Women, as the data points out, continue to spend more time on unpaid household work and caregiving. A similar survey in 2019 by NSO found similar trends. On employment and related activities, in comparison to 2019 levels, women spend around 2 per cent more time in 2024. On unpaid domestic services for household members, women spend a few more minutes in 2024 than in 2019. But on caregiving for household members, women spend much more time than in 2019: from 27.6 per cent to 34 per cent in 2024.
Time use surveys, like the above Indian one, are increasingly being taken up to understand not just the productive deployment of the workforce but also to sense gender inequality. A century ago, the erstwhile Union of Soviet Socialist Republics (USSR) took up the first systematic time use survey for industrial workers in 76 families. Its main objective was to monitor time-use in three categories: work, sleep and rest. Through this, and using diary entries of each family, the government wanted to see whether people spent more time on housework which they considered “archaic” and wanted to re-deploy that for “collective services”.
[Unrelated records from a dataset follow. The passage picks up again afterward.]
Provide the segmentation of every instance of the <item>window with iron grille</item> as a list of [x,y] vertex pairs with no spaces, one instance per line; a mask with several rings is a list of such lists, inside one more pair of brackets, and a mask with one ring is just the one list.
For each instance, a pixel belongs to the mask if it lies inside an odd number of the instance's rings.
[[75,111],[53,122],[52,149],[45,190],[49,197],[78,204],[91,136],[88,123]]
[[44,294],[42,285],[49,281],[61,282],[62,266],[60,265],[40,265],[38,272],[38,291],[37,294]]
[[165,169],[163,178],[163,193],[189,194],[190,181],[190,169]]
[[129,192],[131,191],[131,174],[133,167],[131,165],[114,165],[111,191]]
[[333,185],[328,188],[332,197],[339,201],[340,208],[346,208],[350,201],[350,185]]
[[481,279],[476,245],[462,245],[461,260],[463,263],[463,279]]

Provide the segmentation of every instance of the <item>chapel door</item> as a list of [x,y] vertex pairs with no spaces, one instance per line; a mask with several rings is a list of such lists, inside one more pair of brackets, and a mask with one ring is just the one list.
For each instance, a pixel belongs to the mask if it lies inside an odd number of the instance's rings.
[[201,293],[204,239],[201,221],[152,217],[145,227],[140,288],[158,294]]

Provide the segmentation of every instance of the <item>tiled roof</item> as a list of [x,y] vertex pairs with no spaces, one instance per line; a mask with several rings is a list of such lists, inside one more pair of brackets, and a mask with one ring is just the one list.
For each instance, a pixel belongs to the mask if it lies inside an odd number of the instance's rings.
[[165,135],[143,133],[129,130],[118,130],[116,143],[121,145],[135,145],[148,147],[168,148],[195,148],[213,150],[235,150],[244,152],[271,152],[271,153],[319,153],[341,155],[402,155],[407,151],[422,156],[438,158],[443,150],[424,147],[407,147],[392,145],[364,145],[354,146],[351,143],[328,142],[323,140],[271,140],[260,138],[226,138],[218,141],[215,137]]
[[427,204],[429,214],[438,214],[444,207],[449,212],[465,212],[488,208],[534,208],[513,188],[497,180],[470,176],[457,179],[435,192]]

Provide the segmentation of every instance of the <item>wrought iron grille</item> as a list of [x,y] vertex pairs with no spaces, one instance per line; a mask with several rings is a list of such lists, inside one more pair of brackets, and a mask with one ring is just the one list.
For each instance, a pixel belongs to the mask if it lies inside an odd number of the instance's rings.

In 1995, the world had the milestone Fourth World Conference on Women organised by the United Nations, and it adopted the “Beijing Declaration and Platform for Action”. One of its calls of action is: “Collect gender and age-disaggregated data on poverty and all aspects of economic activity and develop qualitative and quantitative statistical indicators to facilitate the assessment of economic performance from a gender perspective.” After this, time use surveys from a gender lens have picked up. As the world meets March 10-21 in New York to mark the 30th anniversary of the Beijing conference, one of its key agendas is to take stock of the women’s time poverty.